The Agent Stack - Part 6: Tools, MCP, and Capability Surfaces
Why a tool is not just a function call
“Send the customer the updated contract.”
That looks like one tool call.
It is not.
Before the system sends anything, it has to decide which tool is visible, which account is acting, which file is in scope, whether the recipient is allowed, whether this should create a draft or send immediately, whether approval is required, and what evidence gets left behind.
That is why tools are not just function calls.
They are capability surfaces.
The model asks. The system acts.
Most tool-calling examples start with the loop.
The runtime gives the model a list of tools. The model decides one is useful. It returns a structured call. Some code executes. The result comes back. The model continues.
That loop is real.
It is also too small to explain the system.

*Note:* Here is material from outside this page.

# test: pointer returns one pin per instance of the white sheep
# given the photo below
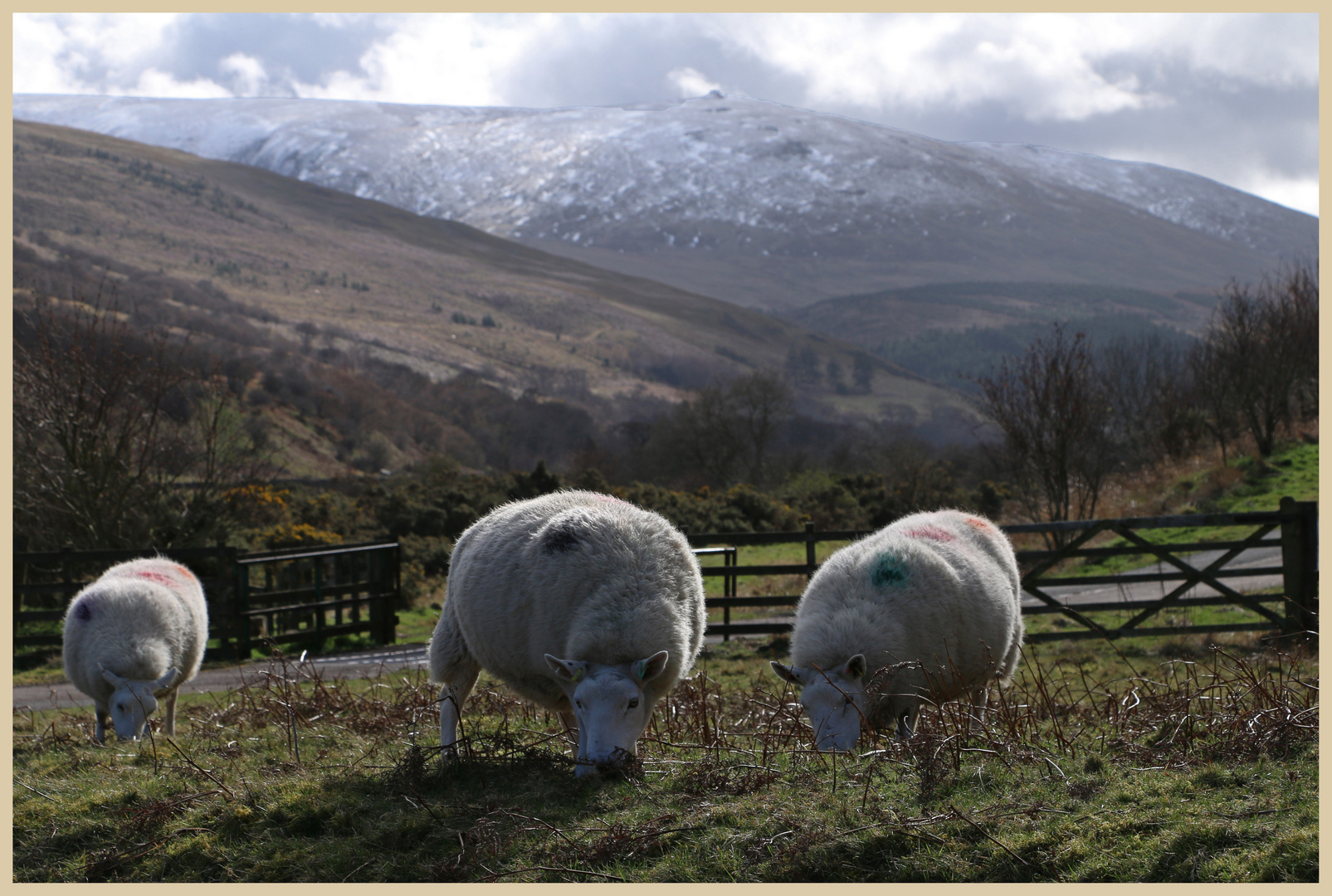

OpenAI describes tool calling as a multi-step conversation: make a request with tools, receive a tool call, execute application-side code, send tool output back, then receive a final response or more tool calls. It also distinguishes a function as a specific kind of tool, defined by JSON schema, where the model can pass data to application code that may access data or take actions suggested by the model.
That distinction is the seam.
The model can request.
The system decides whether and how to act.
Once you see that seam, “tool calling” stops being the interesting phrase.
The interesting part is everything between request and action.
What tool was exposed?
What identity does it use?
What scope does it have?
What context does it receive?
Does the user need to approve this?
Where does execution happen?
What does the result mean?
That is the capability layer.
The capability surface is the tool layer.
A capability surface is the set of actions and context sources the runtime exposes to the model as possible next moves.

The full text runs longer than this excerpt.